When comparing the linear regression model from the logistic regression model, the linear model is able to analyze and identify the significance of one predictor while the logistic regression takes into account multiple factors for the outcome of physically unhealthy days among U.S. adults. In the models, we see that linear shows how continuous predictors have an impact on the outcome while logistic uses binary outcomes. The linear regression allows us to predict the values of physically unhealthy days while also testing the hypotheses. The logistic regression allows us to analyze the adjusted odds ratios in order to control for potential confounders. I would prefer the logistic regression if I am using certain predictors and outcome variables that are both categorical. I would be able to determine the probability of an event occurring based on the correlation between predictors. The model selection criteria differ between two frameworks because each has its own methods, limitations and violations based on the model used. When using R-squared, information will be coded and analyzed differently compared to when using the AUC plot.
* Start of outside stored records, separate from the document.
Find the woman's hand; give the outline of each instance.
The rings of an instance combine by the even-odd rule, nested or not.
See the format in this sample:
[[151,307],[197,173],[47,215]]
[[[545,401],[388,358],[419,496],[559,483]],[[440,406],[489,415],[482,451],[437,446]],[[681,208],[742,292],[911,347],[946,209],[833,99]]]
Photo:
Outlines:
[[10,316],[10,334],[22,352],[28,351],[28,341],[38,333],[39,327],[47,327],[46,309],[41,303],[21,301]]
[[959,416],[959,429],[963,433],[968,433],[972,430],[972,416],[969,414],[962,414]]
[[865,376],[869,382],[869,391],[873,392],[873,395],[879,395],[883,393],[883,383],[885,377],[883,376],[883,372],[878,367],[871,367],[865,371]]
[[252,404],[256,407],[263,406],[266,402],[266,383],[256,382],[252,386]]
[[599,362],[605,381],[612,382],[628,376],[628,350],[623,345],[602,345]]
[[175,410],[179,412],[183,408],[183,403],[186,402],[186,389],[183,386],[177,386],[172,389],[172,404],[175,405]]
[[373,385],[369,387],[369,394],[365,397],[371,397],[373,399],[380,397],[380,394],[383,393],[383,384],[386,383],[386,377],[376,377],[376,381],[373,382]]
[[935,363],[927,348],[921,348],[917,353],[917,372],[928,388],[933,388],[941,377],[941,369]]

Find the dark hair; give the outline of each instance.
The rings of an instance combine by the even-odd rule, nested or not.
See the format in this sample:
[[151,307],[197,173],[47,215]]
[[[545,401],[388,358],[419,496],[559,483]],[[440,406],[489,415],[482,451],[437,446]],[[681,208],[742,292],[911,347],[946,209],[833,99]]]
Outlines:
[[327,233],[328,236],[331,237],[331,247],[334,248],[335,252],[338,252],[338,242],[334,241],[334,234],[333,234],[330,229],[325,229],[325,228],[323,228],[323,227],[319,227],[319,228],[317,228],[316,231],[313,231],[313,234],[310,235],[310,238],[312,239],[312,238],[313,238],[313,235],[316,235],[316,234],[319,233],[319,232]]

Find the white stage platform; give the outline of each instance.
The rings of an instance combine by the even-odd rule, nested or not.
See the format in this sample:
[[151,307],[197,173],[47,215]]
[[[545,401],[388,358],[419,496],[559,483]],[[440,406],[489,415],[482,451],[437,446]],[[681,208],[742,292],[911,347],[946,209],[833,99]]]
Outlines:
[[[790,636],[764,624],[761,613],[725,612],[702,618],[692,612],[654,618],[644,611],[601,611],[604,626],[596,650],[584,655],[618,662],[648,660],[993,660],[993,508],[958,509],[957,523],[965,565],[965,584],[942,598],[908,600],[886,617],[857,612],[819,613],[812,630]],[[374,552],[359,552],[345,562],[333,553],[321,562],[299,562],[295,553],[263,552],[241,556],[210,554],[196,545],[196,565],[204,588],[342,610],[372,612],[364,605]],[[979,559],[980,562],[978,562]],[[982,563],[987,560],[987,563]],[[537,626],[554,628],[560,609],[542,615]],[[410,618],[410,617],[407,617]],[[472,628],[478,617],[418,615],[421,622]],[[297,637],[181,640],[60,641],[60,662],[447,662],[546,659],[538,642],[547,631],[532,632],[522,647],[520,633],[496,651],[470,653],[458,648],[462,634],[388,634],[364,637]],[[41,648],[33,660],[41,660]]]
C. AI Transparency (5 points): Describe any parts of this assignment where you sought AI assistance. Include the specific prompts you used and how you verified the correctness of the output. If you did not use AI, state this explicitly.
I had used AI when it came to minor grammatical errors such as using too many commas, brackets or leaving certain syntax out. For creating the binary outcome, I had a hard time trying to initially write the code. I had referenced the lecture material but AI recommended how I should format the beginning. It also recommended to use names(tab) instead of levels. I used CHAT in multiple logistic regression because I was having problems why frequent distress variable was not in my data set. CHAT recommended I had to go back a few steps to recheck my codes. For the likelihood ratio test, I had trouble writing my mod_reduced section, I used reference from the lecture materials but I needed to change the formatting in my “glm” since I used all education levels.